Pouvoir d’achat, insécurité, loi Mayotte : les autres enjeux

 

Surtout qu’au-delà de la question de l’eau, les salariés de la fonction publique souhaitent se faire entendre sur d’autres sujets. Car tout est lié : « quand on a des bouteilles d’eau qui coûtent aussi chères et que le salaire ne suit pas… Plein de gens s’en vont », déplore Arkaddine Abdoul-Wassion. En plus du préfet de Mayotte, les syndicalistes ont obtenu un rendez-vous avec le directeur de l’Agence régionale de santé, le directeur de l’hôpital de Mamoudzou, et le recteur de l’académie. Cette fois, la discussion a porté sur l’attractivité des métiers et la revalorisation des salaires. Une prochaine réunion de négociation sur le sujet a été actée pour le début du mois de novembre.

D’autres sujets encore sont mis sur la table à l’occasion de ce mouvement de grève. Depuis deux mois déjà, des soignants exercent leur droit de retrait à Mayotte. Cause principale ? L’insécurité, soutient le responsable FO : « depuis quelques temps, le personnel hospitalier est devenu la cible favorite des agresseurs : des bus transportant les soignants sont souvent pris à partie, caillassés. Nous n’arrivons pas à comprendre cela : nous, nous soignons tout le monde… L’hôpital, comme l’école, doit être un sanctuaire », soupire-t-il. « Imaginez, pour les soignants, déjà que les nuits sont trop courtes, ils se retrouvent coincés dans des barrages et agressés sur le chemin du travail… »

À Mayotte, l’opération Wuambushu sème la peur

L’opération Wuambushu, menée par le ministère de l’Intérieur et qui a abouti à la destruction d’habitats informels sur l’île, avait pour objectif officiel d’agir sur l’insécurité. Or, « les gens ont seulement été déplacés. Pour nous syndicalistes, cette opération était surtout une question de communication.
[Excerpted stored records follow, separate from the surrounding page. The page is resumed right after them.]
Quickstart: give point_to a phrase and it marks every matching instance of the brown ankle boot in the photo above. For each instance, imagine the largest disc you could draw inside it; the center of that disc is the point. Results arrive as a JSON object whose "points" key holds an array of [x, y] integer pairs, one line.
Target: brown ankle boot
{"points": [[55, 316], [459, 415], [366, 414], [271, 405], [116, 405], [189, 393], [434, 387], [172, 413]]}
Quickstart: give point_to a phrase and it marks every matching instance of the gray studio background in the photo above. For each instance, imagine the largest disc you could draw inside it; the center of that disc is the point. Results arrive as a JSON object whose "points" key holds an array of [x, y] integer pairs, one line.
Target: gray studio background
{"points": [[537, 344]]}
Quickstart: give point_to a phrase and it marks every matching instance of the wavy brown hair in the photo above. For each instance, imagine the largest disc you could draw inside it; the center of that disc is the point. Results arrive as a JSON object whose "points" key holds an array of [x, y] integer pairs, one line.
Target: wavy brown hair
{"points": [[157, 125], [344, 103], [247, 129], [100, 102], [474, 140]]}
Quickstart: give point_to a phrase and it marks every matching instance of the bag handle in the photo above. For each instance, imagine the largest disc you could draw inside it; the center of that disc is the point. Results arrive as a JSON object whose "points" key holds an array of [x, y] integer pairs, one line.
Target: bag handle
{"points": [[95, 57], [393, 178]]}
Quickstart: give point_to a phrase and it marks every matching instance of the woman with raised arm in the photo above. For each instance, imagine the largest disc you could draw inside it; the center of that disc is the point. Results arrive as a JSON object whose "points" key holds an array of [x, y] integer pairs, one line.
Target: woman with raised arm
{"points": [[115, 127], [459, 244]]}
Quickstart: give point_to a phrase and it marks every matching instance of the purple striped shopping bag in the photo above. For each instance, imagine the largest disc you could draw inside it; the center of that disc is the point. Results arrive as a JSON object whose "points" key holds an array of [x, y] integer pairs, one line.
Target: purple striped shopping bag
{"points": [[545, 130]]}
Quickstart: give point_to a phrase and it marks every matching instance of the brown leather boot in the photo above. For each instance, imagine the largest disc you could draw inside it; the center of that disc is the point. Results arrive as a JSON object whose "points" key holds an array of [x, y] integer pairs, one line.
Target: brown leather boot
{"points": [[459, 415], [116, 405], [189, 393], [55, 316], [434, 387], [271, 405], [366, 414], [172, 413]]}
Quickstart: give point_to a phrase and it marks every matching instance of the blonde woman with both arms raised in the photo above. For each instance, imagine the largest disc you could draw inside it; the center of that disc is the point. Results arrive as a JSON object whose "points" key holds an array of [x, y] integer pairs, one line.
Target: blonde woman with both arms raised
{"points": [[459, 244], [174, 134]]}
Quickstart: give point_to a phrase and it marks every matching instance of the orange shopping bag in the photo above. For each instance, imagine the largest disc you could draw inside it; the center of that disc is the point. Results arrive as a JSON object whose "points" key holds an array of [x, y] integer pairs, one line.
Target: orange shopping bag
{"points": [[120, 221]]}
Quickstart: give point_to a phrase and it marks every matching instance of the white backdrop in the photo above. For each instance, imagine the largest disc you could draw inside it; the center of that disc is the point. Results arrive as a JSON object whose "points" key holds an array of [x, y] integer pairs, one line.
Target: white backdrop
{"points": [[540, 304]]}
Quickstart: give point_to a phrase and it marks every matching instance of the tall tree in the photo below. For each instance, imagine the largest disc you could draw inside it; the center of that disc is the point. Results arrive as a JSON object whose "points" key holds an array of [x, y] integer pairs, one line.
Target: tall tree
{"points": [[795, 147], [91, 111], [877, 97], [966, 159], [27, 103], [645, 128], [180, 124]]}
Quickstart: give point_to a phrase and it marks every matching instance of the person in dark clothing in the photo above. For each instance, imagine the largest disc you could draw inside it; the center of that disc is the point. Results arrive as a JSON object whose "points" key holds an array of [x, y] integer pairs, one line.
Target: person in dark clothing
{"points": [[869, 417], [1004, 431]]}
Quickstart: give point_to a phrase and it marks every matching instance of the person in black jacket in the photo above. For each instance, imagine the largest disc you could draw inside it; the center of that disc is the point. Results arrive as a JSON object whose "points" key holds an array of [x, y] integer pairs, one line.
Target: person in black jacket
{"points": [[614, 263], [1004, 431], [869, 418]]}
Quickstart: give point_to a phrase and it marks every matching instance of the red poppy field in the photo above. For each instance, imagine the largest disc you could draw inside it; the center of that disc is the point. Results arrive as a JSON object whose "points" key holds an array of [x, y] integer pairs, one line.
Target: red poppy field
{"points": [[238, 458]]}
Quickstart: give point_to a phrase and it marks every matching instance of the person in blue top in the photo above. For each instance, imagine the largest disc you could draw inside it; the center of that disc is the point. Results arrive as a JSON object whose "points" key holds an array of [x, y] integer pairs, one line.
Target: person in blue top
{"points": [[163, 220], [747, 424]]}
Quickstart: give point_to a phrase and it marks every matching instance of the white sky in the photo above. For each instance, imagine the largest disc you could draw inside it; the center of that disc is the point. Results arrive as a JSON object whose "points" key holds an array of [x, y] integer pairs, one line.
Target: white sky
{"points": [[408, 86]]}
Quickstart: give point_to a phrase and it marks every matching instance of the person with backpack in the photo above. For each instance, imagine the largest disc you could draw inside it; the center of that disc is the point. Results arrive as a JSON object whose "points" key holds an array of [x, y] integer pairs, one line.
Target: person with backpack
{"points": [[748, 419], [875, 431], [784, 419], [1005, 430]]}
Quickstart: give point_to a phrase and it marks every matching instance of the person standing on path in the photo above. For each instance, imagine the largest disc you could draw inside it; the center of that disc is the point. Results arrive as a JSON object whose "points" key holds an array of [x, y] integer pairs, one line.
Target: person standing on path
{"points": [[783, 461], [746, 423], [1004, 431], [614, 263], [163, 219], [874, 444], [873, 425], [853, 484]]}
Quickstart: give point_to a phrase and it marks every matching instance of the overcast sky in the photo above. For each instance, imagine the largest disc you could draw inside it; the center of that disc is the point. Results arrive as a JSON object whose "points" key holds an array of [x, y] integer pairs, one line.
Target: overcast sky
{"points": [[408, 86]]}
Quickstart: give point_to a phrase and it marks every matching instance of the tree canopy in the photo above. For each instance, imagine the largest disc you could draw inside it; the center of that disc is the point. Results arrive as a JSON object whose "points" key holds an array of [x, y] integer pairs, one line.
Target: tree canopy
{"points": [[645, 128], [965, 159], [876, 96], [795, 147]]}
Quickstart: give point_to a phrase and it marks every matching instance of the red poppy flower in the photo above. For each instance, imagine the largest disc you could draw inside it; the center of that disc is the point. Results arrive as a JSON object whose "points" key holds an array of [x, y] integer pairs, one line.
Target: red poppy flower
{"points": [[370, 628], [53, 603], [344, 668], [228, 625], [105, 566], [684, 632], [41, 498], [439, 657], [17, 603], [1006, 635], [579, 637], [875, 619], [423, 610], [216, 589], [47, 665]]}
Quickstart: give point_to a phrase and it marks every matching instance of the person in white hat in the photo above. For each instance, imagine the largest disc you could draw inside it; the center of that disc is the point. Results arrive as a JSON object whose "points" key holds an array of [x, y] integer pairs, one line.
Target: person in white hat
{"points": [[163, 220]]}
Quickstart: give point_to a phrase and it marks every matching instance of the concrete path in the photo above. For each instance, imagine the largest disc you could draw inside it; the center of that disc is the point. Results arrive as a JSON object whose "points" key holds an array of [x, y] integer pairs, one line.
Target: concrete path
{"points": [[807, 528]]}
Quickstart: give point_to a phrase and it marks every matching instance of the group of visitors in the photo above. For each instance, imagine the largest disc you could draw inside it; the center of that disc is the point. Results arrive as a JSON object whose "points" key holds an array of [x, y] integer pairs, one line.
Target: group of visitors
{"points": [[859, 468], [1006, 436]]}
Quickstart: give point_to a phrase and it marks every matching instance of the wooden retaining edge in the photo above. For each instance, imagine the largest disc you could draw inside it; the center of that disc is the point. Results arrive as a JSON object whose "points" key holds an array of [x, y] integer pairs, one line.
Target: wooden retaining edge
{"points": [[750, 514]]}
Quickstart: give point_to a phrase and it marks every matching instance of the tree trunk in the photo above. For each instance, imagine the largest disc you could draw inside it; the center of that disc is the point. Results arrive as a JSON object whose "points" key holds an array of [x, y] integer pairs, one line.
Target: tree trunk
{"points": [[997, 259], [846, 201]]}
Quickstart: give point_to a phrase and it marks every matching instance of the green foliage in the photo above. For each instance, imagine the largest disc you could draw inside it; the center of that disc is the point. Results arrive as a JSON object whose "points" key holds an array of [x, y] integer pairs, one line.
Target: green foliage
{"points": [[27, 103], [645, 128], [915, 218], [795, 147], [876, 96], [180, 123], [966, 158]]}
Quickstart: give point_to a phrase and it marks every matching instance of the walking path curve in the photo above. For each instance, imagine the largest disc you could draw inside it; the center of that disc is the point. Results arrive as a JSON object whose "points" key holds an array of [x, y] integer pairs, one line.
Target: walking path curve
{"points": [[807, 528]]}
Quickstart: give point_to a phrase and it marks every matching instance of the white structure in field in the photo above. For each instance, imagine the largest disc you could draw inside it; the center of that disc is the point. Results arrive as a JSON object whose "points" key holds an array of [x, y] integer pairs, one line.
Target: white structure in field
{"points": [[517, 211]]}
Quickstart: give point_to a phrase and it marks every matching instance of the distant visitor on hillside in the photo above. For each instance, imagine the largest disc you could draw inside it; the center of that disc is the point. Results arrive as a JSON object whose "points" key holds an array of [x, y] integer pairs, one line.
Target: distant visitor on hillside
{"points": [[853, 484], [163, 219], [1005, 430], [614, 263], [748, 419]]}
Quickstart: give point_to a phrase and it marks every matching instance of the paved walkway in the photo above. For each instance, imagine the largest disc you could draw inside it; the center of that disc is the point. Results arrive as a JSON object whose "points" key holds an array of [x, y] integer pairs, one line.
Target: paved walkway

Des effets d’annonce », balaie Arkaddine Abdoul-Wassion.

La CGT Mayotte, elle, n’a pas souhaité se joindre à l’appel intersyndical en partie parce qu’elle estime que des sujets prioritaires en sont les grands absents. En premier lieu : le projet de loi Mayotte, auquel le conseil départemental vient de donner le feu vert début octobre, après un rejet initial en 2022. « Pour moi, ça c’est une priorité. C’est une loi qui va figer Mayotte sur plusieurs décennies », insiste Haoussi Boinahedja.